Me: "Hey Jack, long time no see! What's it been, two years?"
Jack: "Been about that I guess. Your looking great! what've you been up to?"
Me: "Well, I've been involved in my new hobby. It's been great for my happier frame of mind."
Jack: "New hobby? What's it about?"
Me: "Bigfoot! It's real you know! And, it takes up all my spare time. I've also been doing a radio show on it for the last two years with a guy from New York called Mike Killen. Want to hear about it?"
Jack: "Huh? Bigfoot? Bigfoot? I just remembered that I have a dentist appointment. I gotta go. I'll give you a call one of these days."

Okay, I gotta go too, see you all next weekend. Meanwhile, any comments? click comments. If you want to subscribe to these blogs where I will personally hand deliver them to your email inbox, go over to the right and click on where it says, 'subscribe to blogs by email'.

Our e-mail is Bigfootquest@gmail.com

Saturday, January 2, 2010

Brr, it's cold outside!

Well, the holidays are over and we hope that each and all had a great Christmas and a safe New Years Eve and day. And for those of a differant faith, a great holiday also. I was a little disappointed this Christmas though. I usually get a box of coal and I thought this year would be differant, but, at least the box was smaller. I really have to remember to be good in the future.

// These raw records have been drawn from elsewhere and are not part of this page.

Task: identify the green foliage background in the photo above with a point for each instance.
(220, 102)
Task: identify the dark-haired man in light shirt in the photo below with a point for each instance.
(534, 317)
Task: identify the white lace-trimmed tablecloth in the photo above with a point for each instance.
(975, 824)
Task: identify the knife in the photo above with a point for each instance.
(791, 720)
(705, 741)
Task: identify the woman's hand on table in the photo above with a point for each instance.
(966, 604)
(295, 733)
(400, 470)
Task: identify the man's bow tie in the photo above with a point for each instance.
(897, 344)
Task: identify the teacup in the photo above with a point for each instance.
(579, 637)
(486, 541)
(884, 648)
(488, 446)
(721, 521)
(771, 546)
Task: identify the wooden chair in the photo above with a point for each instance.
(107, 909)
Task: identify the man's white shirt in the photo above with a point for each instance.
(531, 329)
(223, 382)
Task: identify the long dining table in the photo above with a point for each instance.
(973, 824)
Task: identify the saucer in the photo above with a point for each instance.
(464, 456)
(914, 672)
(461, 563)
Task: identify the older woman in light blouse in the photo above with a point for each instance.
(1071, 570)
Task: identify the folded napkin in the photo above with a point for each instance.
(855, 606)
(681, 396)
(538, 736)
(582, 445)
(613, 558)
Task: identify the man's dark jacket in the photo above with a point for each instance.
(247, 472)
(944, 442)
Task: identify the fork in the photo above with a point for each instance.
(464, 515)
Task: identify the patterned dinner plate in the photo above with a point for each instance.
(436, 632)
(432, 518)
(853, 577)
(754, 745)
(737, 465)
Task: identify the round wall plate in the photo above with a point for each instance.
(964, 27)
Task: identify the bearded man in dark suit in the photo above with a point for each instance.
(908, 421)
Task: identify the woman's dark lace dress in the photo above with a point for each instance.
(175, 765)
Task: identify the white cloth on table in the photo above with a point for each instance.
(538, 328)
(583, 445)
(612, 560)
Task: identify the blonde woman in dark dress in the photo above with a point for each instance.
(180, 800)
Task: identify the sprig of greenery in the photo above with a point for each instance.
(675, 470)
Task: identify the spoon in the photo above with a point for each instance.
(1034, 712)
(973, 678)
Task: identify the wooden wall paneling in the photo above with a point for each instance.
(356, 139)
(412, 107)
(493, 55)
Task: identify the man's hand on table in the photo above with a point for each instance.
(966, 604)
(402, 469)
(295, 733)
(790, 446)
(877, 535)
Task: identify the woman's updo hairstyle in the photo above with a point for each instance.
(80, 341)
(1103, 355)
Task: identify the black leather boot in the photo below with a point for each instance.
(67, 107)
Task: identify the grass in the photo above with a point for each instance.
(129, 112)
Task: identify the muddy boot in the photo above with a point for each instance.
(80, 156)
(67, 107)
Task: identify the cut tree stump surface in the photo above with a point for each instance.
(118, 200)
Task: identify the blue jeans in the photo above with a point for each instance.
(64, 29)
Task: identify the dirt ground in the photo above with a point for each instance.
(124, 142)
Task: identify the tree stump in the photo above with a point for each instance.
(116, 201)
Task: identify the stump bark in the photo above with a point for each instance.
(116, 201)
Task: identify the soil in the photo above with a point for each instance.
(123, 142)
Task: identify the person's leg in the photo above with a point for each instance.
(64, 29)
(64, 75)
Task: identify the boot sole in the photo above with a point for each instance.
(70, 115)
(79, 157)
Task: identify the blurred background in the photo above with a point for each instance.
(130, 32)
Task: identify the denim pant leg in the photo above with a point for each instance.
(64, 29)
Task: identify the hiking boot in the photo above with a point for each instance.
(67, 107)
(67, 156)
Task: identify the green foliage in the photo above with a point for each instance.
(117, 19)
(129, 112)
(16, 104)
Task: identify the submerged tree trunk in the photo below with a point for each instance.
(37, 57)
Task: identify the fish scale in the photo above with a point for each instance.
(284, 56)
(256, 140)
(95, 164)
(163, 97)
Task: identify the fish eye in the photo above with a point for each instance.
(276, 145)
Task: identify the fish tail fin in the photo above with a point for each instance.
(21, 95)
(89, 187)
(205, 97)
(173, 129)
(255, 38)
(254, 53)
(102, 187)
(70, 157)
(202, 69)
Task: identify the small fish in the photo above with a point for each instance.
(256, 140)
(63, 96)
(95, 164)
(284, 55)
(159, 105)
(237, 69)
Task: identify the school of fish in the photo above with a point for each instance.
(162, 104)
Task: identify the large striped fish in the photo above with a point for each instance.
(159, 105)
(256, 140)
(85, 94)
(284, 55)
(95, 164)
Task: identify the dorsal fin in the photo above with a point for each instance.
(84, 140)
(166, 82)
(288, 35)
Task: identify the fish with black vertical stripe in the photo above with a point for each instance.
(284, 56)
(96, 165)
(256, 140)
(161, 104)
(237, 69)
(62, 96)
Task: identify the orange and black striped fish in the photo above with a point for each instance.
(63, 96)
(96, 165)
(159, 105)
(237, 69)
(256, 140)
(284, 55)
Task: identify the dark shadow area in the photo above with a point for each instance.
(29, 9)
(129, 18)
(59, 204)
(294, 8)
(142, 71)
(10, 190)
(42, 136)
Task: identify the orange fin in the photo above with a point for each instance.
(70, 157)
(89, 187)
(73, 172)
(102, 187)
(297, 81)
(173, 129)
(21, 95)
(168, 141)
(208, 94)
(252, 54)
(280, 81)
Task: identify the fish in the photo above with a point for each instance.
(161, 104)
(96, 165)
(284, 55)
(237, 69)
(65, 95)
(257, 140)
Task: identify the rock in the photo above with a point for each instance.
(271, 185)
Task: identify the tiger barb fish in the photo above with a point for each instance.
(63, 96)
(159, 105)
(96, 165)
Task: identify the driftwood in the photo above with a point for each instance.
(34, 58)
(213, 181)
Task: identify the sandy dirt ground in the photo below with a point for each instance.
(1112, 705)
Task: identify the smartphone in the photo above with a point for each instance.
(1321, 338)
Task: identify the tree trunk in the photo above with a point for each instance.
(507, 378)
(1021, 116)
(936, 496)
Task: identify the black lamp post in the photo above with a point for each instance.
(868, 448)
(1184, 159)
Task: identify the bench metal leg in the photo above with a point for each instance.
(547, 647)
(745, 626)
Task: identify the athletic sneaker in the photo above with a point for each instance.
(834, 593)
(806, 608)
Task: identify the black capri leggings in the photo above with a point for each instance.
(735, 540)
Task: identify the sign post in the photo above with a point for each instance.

The other night, I went outside on the back porch to get a breath of fresh air and a cigarette (cough, cough). I always cough when I do that, it must be the fresh air. Anyway, it was about 15 degrees out and the wind was howling making it less than zero with the wind chill. I stood there thinking about what a terrible night it is. I also thought of Bigfoot.

How in the world does Bigfoot survive in weather like this? Someone would naturally answer the question as, just like any other animal in the woods! Yes and no, because there are other factors involved here. Animals are supposed to keep warm because of their fur. Always have and always will. But Bigfoot has hair and is at a huge disadvantage, right?

Being a virgo and always having to have my facts right, prior to writing this I went on the internet to research hair versus fur. There was all kinds of fun facts there. First of all, hair and fur are the same. The difference I guess, if any, would be that when it's thick, it's called fur and when it's thin it's hair. The thick stuff has a double composition made up of primary and secondary layers. The thin stuff is like the hay we all have (or don't) on the top of our heads. My own head is leaning towards 'don't'. In the case of animals having the two layers, the undercoat is mainly for warmth according to season. We (primates) don't have the secondary or rather the undercoat to add to our warmth, therefore, it would get a little chilly without the added benefit of clothing or animal skins on our backs.

Now, I can see how a deer keeps warm. According to the book, The Deer of North America, deer have approx. 5,000 hairs to the square inch. I thought at one time that this figure was in error as it seemed to be a lot of hair in so small a place. I actually had it in my head that I was going to personally count them myself one day, however, I then decided that a nap would be more appropriate.

A human with a good mop of hair believe it or not, is about 700 hairs to the square inch. Who knows about Bigfoot! However, when I take a pencil, many sheets of paper, an eraser and calculator, I figure if Bigfoot is anything like us, he's about 4300 hairs short of a deer. I suppose with enough food, it's great size and bulk, Bigfoot would be able to generate the heat needed to survive in really cold temperatures. I have a friend in the State of Maine who spent his entire life in the woods as a woodcutter. He's a really big guy and tough as they come when it matters. In all the 20+ years that I've known him, he's never worn a coat. So, maybe Bigfoot doesn't need one also.

That's it folks, out of time and space. See you all next weekend. I need to go out to the back porch and have a, err, breath of fresh air.